You probably want to look into the field of succinct rank/select data structures. Assuming that the set is static or semi-static, there is a good collection of data structures in Okanohara and Sadakane's paper, Practical Entropy-Compressed Rank/Select Dictionary.
We will suppose you want to represent a subset $S \subset \{0\ldots n-1\}$, where $\left| S \right| = m$. There are ${n \choose m}$ such subsets, so we need at least $\log_2 {n \choose m}$ bits to represent any subset. What you want is a data structure which uses about that much space, and which supports a membership test in close to constant time.
First, a quick note on measuring time vs space requirements. In the case of time, we customarily measure in big-oh (e.g. $O(1)$) because what we're really interested in, the time measured on a clock, depends on the language, compiler, hardware, etc.
In the case of space requirements, however, we can measure the space usage in bits, because we customarily measure space in bits, not in physical units (e.g. cubic metres of RAM).
If information theory tells us that we need at least $f(n)$ bits to store some data structure. Then:
- If we have a data structure which uses $f(n) + O(1)$ bits, we call it implicit.
- If we have a data structure which uses $f(n) + O(f(n)) = f(n) (1 + O(1))$ bits, we call it compact. Intuitively, the $O(1)$ means "constant relative overhead".
- If we have a data structure which uses $f(n) + o(f(n)) = f(n) (1 + o(1))$ bits, we call it succinct. Intuitively this means that as the data structure gets bigger, the relative overhead eventually becomes negligible.
Additionally, we will use the word RAM model and assume that the machine word size is $\Theta(\log n)$, that is, that an "integer" can be stored in a constant number of words.
If the subset is "dense", that is if $m \approx \frac{n}{2}$, then $\log_2 {n \choose m} \approx n$, so in that case you can't do better than a bit vector.

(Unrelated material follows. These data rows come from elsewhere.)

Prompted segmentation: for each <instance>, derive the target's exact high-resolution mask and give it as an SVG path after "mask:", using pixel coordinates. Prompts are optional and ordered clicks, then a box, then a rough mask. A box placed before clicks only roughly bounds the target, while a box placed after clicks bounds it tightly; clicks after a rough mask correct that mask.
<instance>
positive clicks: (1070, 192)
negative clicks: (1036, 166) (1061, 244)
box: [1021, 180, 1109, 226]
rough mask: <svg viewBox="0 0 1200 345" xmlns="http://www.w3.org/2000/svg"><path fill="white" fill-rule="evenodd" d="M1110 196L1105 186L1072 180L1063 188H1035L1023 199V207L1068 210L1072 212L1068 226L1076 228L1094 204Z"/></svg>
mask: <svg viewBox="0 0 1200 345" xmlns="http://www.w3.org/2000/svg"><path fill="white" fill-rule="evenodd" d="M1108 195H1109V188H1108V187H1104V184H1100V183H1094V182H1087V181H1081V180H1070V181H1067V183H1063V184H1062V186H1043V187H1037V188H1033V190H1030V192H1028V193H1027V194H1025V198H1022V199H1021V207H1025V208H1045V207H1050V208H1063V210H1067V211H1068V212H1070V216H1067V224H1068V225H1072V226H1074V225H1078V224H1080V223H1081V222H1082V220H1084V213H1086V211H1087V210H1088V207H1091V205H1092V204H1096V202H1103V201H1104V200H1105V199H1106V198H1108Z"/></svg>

Things get more interesting when the set is sparse or almost full. If $m > \frac{n}{2}$, you can always store the complement of the subset instead. So we can just consider the case of a sparse subset where $m < \frac{n}{2}$.
The esp variant from that paper uses $n H_0(S) + o(n)$ bits of storage, and supports both rank and select queries in $O(1)$ time assuming the word-RAM model. Since a membership test can be trivially implemented with two rank queries, this supports membership tests in $O(1)$ time, and the space requirement is essentially a zero-order entropy compressed representation of the subset plus some overhead. This is pretty good, but if $m \ll n$, the $o(n)$ overhead term dominates the space requirement.
Because of this, the sdarray variant is more practical for sparse sets. The space requirement for sdarray is $m \log_2 \frac{n}{m} + 2m + o(m)$ bits, although if you only need membership tests, this can be reduced to $m \log_2 \frac{n}{m} + m + o(m)$ bits. Note if $m\ll n$, $\log_2 {n \choose m} \approx m \log_2 \frac{n}{m}$ and so this data structure is succinct. A membership test query takes $O(\log \frac{n}{m}) + O(\log^4 m/\log n)$ time in the worst case, but is typically constant in practice.